Baidu Not Interested in Yahoo!
Baidu CEO Robin Li expressed disinterest in acquiring US search portal Yahoo at the IT Leadership Summit in China. IT Leadership Summit panel moderator, Wu Ying posited that since Baidu’s market value (US$ 39 billion) is double Yahoo’s value (US$ 18.7 billion), buying out the stagnant Internet portal would be relatively easy. Wu also pointed out that Baidu would own 40% of Alibaba (held by Yahoo), and put pressure on Tencent. Li flat out rejected the idea.

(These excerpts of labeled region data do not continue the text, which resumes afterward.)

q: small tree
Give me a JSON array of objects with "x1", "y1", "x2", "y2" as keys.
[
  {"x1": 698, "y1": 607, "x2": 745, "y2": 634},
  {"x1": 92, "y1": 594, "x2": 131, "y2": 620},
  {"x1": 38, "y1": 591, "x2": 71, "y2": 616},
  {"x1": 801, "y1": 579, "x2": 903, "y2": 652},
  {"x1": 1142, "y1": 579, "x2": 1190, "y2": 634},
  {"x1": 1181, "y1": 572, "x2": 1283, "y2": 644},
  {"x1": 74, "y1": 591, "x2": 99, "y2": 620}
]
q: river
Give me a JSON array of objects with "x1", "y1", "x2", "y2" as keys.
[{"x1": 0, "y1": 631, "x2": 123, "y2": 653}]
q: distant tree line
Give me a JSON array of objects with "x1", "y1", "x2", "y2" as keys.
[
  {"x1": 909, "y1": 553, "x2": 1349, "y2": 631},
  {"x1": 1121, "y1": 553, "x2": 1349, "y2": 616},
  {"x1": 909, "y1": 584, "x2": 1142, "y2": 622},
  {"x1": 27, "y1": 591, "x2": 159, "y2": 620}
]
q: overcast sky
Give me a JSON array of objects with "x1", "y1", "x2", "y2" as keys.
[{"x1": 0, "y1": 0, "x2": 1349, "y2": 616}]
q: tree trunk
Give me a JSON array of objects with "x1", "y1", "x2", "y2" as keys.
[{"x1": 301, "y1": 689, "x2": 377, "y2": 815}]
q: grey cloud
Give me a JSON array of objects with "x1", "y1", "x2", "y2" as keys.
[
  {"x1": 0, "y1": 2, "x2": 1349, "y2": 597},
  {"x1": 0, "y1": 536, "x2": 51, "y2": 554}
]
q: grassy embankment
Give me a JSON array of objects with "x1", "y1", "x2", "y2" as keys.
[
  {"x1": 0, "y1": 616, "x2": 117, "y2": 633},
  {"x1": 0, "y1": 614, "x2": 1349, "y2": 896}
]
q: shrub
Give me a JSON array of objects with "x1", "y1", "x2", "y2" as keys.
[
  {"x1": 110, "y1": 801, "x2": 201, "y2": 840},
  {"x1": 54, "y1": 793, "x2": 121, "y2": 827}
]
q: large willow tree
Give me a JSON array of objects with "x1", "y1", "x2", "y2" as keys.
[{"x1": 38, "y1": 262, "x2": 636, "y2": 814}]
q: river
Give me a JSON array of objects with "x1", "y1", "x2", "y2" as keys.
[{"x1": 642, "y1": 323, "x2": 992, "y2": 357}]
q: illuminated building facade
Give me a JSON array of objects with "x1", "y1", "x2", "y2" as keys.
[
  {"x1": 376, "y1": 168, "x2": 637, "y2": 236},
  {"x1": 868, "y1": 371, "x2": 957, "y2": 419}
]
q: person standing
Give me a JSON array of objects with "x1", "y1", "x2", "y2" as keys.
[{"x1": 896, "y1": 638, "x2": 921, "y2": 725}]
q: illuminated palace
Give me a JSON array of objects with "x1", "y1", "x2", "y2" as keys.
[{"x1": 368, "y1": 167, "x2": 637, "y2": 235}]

I don’t think about killing off my rivals everyday. And I don’t think Ma Huateng (Tencent CEO ) or Jack Ma (Alibaba CEO) are my biggest rivals. I’m thinking about how to make Baidu bigger and better.
Li wants Baidu to focus on search and remain neutral in the search space while at the same time generating results. It is reported Li wants to steer Baidu into the mobile and social market space. This February, the company signed an agreement with The Institute for Infocomm Research (I2R) — a research institute of the Agency for Science and Technology Research (A*STAR), to establish a research and development laboratory called the Baidu-I2R Research Centre (BIRC) at the Fusionopolis in Singapore. Baidu also expanded operations in southern China last January.

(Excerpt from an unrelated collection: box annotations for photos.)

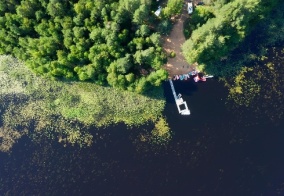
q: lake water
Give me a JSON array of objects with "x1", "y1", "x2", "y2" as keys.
[{"x1": 0, "y1": 79, "x2": 284, "y2": 196}]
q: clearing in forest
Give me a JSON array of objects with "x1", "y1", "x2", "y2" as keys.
[{"x1": 163, "y1": 6, "x2": 193, "y2": 77}]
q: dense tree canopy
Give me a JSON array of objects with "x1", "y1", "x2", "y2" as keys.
[{"x1": 0, "y1": 0, "x2": 167, "y2": 92}]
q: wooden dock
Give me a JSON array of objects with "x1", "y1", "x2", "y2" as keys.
[{"x1": 169, "y1": 79, "x2": 190, "y2": 115}]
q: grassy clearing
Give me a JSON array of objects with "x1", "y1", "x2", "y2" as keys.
[{"x1": 0, "y1": 56, "x2": 165, "y2": 151}]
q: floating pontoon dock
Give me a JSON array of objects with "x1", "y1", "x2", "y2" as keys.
[{"x1": 169, "y1": 80, "x2": 190, "y2": 115}]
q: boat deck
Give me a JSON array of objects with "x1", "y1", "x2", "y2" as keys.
[{"x1": 169, "y1": 80, "x2": 190, "y2": 115}]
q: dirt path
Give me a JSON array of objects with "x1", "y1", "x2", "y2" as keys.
[{"x1": 163, "y1": 7, "x2": 193, "y2": 77}]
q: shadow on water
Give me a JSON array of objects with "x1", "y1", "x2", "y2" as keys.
[{"x1": 0, "y1": 79, "x2": 284, "y2": 196}]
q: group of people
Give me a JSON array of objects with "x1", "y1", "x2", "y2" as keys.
[{"x1": 173, "y1": 70, "x2": 206, "y2": 82}]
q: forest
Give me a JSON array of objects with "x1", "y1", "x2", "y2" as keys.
[
  {"x1": 0, "y1": 0, "x2": 171, "y2": 93},
  {"x1": 182, "y1": 0, "x2": 283, "y2": 77}
]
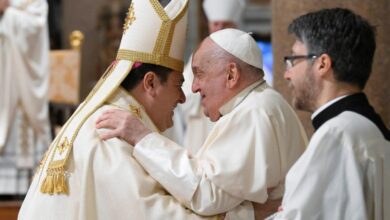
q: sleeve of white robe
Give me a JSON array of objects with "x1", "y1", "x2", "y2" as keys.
[
  {"x1": 275, "y1": 125, "x2": 372, "y2": 220},
  {"x1": 70, "y1": 112, "x2": 215, "y2": 220},
  {"x1": 133, "y1": 108, "x2": 280, "y2": 214}
]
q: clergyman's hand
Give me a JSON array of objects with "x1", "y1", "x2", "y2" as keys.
[
  {"x1": 0, "y1": 0, "x2": 9, "y2": 15},
  {"x1": 96, "y1": 109, "x2": 151, "y2": 146}
]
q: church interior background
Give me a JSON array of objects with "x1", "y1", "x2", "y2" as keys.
[{"x1": 0, "y1": 0, "x2": 390, "y2": 219}]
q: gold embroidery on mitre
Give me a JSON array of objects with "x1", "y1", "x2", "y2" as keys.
[
  {"x1": 123, "y1": 2, "x2": 136, "y2": 33},
  {"x1": 129, "y1": 105, "x2": 142, "y2": 119},
  {"x1": 57, "y1": 137, "x2": 70, "y2": 154},
  {"x1": 41, "y1": 137, "x2": 72, "y2": 195}
]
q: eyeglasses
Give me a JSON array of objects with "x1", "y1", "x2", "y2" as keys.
[{"x1": 284, "y1": 54, "x2": 317, "y2": 70}]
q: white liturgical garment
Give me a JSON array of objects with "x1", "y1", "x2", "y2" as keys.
[
  {"x1": 133, "y1": 81, "x2": 307, "y2": 219},
  {"x1": 19, "y1": 90, "x2": 217, "y2": 220},
  {"x1": 270, "y1": 94, "x2": 390, "y2": 220},
  {"x1": 0, "y1": 0, "x2": 51, "y2": 194}
]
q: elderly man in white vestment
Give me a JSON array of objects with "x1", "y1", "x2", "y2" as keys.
[
  {"x1": 164, "y1": 0, "x2": 246, "y2": 154},
  {"x1": 97, "y1": 29, "x2": 307, "y2": 219},
  {"x1": 0, "y1": 0, "x2": 51, "y2": 195},
  {"x1": 270, "y1": 8, "x2": 390, "y2": 220},
  {"x1": 18, "y1": 0, "x2": 225, "y2": 220}
]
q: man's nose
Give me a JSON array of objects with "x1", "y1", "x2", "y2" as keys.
[
  {"x1": 283, "y1": 69, "x2": 291, "y2": 80},
  {"x1": 179, "y1": 89, "x2": 186, "y2": 104},
  {"x1": 191, "y1": 78, "x2": 200, "y2": 93}
]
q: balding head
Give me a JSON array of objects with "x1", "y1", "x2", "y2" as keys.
[{"x1": 192, "y1": 37, "x2": 263, "y2": 121}]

Baidu’s stocks soared today when news hit about its partnership with Apple, where the Cupertino giant will use Baidu’s online search engine in all products running iOS, starting in April. The stock hit US$ 149.76, its biggest one-day advance over the past couple of months.
Alibaba and Yahoo are deep in negotiations over the buyback of stocks from Yahoo, which has owned 40% since 2005. It is estimated that Yahoo’s holdings in Alibaba comes to $14 billion. Alibaba wants to buy back 25% of the shares for roughly US$ 9 billion (US$ 6 billion in cash and US$ 3 billion worth of shares in one of Alibaba’s operating assets).
Li’s zen-like approach to business and competition gives him the edge in a dog eat dog industry, just for the sake of the bottom line. Baidu’s buyout of Yahoo would certainly have given the aging Web pioneer a boost — at a time when Yahoo is scrambling to retain its long-forgotten dominance of the Internet.